Dal media center di Falluja di Musab Abu al-Zarqawi del 2005 siamo arrivati qui. Dieci anni dopo l’esigenza è esattamente la stessa. Costruire un sistema di controinformazione che dia ai cittadini la possibilità di “informarsi” al di fuori dei circuiti ufficiali gestiti dai soliti protagonisti: gli americani e gli stati del Golfo, ognuno con una sua agenda specifica.

Nel frattempo, finché il giochino vagamente sadico continua, Cantlie è diventato il reporter multimediale dell’IS. I suoi articoli appaiono anche su Dabiq, la patinatissima rivista dello Stato Islamico giunta al suo settimo numero. Una rivista tutta pensata per la comunicazione globale, per la diffusione del messaggio attraverso codici che anche i musulmani cresciuti in Occidente o i convertiti possano riconoscere come propri.

Dabiq, un magazine patinato per il jihad globale

La voglia di dotarsi di un sistema di comunicazione articolato, multimediale, su diversi piani è presente in tutte le aggregazioni jihadiste e anche nel peculiare mix d’insorgenza legata alla dinamica territoriale e jihad che caratterizza lo scenario iracheno dopo il 2004.

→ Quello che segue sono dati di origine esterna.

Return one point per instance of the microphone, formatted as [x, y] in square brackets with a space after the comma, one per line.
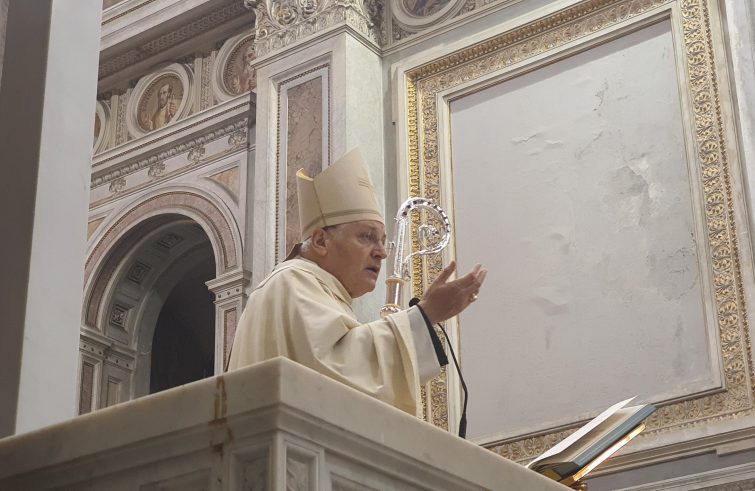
[463, 420]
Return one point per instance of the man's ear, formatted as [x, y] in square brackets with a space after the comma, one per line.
[318, 242]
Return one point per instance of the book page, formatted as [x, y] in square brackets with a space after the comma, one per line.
[566, 442]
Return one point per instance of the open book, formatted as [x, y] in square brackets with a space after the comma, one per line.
[579, 453]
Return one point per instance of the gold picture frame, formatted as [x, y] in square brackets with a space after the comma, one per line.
[692, 18]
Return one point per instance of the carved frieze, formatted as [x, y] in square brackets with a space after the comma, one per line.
[279, 23]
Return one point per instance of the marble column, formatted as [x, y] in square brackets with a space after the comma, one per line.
[47, 105]
[319, 94]
[230, 298]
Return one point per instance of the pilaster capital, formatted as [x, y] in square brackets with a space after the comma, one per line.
[279, 23]
[230, 285]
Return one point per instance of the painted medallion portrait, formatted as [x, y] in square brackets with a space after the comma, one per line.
[423, 8]
[160, 102]
[238, 75]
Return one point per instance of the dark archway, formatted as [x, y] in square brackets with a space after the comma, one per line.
[183, 346]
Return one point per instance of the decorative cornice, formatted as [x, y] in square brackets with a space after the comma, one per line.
[127, 168]
[229, 10]
[280, 23]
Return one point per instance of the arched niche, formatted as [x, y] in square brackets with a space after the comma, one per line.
[131, 271]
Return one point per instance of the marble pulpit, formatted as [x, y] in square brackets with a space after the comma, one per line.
[272, 426]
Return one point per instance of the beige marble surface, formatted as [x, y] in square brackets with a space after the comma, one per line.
[303, 146]
[271, 425]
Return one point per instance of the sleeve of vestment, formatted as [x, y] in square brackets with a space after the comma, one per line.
[378, 358]
[425, 339]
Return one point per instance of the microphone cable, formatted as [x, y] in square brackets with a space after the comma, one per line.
[463, 420]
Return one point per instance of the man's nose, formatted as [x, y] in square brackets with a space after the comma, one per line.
[380, 251]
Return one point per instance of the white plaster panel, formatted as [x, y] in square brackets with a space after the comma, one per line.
[575, 178]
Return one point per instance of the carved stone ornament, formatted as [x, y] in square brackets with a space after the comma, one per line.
[156, 170]
[568, 26]
[103, 126]
[117, 185]
[414, 15]
[279, 23]
[233, 68]
[196, 154]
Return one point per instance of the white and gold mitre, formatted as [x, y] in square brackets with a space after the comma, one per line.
[342, 193]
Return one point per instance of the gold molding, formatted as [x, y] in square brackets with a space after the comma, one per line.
[548, 34]
[278, 163]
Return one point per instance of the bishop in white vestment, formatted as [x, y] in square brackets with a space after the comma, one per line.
[302, 310]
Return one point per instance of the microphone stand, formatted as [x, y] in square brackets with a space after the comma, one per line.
[463, 420]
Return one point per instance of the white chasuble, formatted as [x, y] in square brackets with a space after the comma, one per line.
[304, 313]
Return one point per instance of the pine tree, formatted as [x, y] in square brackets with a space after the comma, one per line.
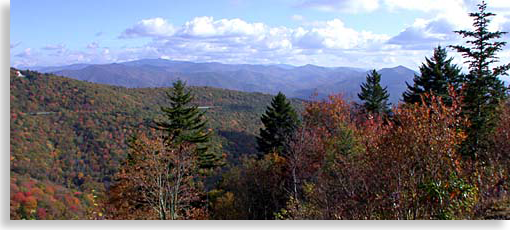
[483, 91]
[280, 122]
[185, 123]
[436, 74]
[374, 96]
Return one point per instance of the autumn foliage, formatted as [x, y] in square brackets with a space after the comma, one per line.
[157, 181]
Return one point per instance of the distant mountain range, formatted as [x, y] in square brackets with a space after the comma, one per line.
[294, 81]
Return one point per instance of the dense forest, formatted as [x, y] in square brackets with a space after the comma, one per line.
[81, 150]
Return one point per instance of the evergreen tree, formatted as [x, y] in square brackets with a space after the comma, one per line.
[436, 74]
[374, 96]
[483, 90]
[185, 123]
[280, 122]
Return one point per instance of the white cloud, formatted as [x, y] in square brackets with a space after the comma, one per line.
[54, 47]
[151, 27]
[344, 6]
[25, 54]
[93, 45]
[208, 27]
[297, 17]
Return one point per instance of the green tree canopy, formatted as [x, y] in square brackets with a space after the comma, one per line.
[280, 122]
[374, 96]
[436, 74]
[483, 91]
[185, 123]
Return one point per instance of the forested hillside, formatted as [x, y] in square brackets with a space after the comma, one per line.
[70, 136]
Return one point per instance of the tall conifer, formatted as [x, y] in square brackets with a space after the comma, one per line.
[436, 74]
[374, 96]
[280, 122]
[185, 123]
[483, 90]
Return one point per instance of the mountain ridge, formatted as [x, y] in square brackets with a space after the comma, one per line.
[294, 81]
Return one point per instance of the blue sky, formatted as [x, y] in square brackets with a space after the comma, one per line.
[357, 33]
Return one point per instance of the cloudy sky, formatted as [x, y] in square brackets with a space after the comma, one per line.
[356, 33]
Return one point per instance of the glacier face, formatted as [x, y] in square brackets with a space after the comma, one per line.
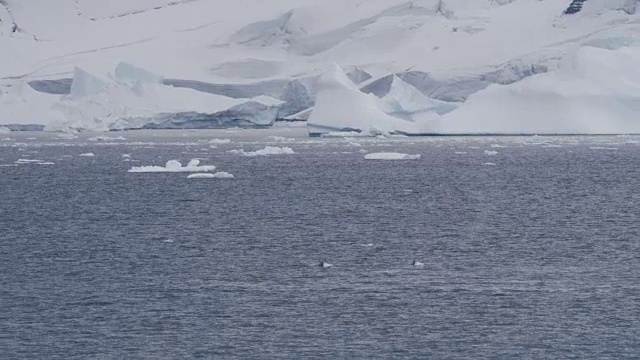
[196, 60]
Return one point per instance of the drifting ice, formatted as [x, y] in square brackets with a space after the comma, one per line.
[173, 166]
[268, 150]
[392, 156]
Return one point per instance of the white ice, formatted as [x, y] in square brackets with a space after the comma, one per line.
[391, 156]
[268, 150]
[173, 166]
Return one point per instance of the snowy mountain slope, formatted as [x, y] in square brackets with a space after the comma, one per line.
[447, 49]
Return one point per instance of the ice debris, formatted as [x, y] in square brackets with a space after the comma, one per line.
[268, 150]
[173, 166]
[391, 156]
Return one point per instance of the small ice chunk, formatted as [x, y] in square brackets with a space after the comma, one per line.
[200, 176]
[281, 138]
[174, 166]
[28, 161]
[193, 163]
[223, 175]
[268, 150]
[107, 138]
[392, 156]
[218, 175]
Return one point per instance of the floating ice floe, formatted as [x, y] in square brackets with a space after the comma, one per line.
[281, 139]
[218, 175]
[107, 138]
[173, 166]
[28, 161]
[268, 150]
[392, 156]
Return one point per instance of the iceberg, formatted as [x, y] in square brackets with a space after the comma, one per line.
[594, 91]
[85, 84]
[391, 156]
[218, 175]
[132, 75]
[174, 166]
[406, 102]
[342, 107]
[137, 99]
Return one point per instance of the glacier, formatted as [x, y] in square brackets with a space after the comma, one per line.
[403, 67]
[595, 91]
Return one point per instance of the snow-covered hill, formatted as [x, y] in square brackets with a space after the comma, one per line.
[227, 53]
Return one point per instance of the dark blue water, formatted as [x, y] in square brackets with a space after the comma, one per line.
[536, 257]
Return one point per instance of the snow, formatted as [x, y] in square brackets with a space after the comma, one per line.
[174, 166]
[223, 175]
[85, 84]
[391, 156]
[418, 58]
[404, 100]
[341, 107]
[595, 91]
[268, 150]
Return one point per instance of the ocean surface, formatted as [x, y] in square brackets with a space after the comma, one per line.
[530, 247]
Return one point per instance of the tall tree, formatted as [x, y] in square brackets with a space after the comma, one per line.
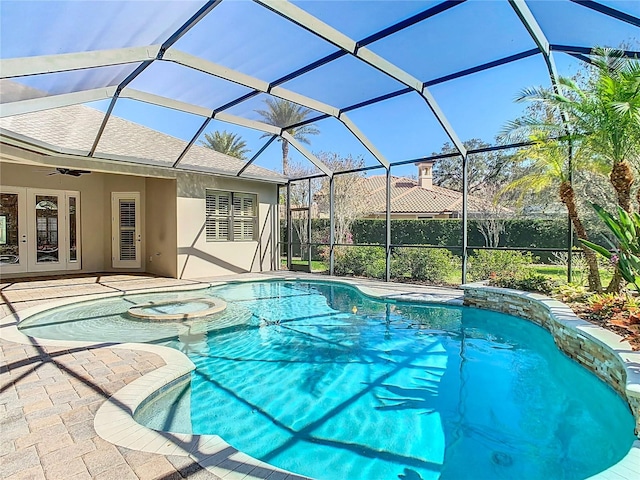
[486, 169]
[547, 168]
[226, 142]
[603, 115]
[282, 113]
[351, 196]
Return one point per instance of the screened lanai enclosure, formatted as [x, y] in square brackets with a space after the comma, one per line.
[361, 123]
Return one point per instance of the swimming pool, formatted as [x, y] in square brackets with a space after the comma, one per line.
[321, 380]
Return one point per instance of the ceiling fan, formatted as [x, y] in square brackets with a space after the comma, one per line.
[69, 171]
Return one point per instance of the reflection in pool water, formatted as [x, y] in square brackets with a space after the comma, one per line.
[394, 391]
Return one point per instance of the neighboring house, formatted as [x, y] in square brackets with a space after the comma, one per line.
[419, 199]
[130, 211]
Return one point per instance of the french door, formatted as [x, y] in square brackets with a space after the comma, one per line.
[39, 230]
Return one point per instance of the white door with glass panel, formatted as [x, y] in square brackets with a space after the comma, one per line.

L’idea di produrre un magazine patinato, in grado di veicolare il proprio messaggio, ma anche di ricomporlo in un quadro analitico più complesso, che vada al di là della singola comunicazione puntuale, è parte di questo progetto. Al-Fursan, Sada al- Rafidayn sono le riviste del jihad iracheno del 2006 e 2007. Si tratta di prodotti editoriali piuttosto impegnativi, corposi, spesso dotati di un significativo impianto fotografico, che rimangono comunque ancorati a una rappresentazione tradizionale sia dal punto grafico che dell’impostazione generale della rivista. Il salto nella contemporaneità mediatica, dal punto di vista della carta stampata, il qaidismo lo fa con Inspire. È il vero magazine moderno pensato per un pubblico globale, giovane, radicalizzato e di lingua inglese. L’ultimo numero è di dicembre 2014. Tra le notizie politiche, i consigli operativi (persino su come farsi le bombe, antico tema legato a tutte le eversioni e non certo solo agli estremismi mediorientali) e le testimonianze dei mujaheddin. È proprio nel numero di marzo del 2013 che Inspire mette il nome di Stephane Charbonnier, direttore del settimanale satirico Charlie Hebdo, nell’elenco dei 10 most wanted del qaidismo.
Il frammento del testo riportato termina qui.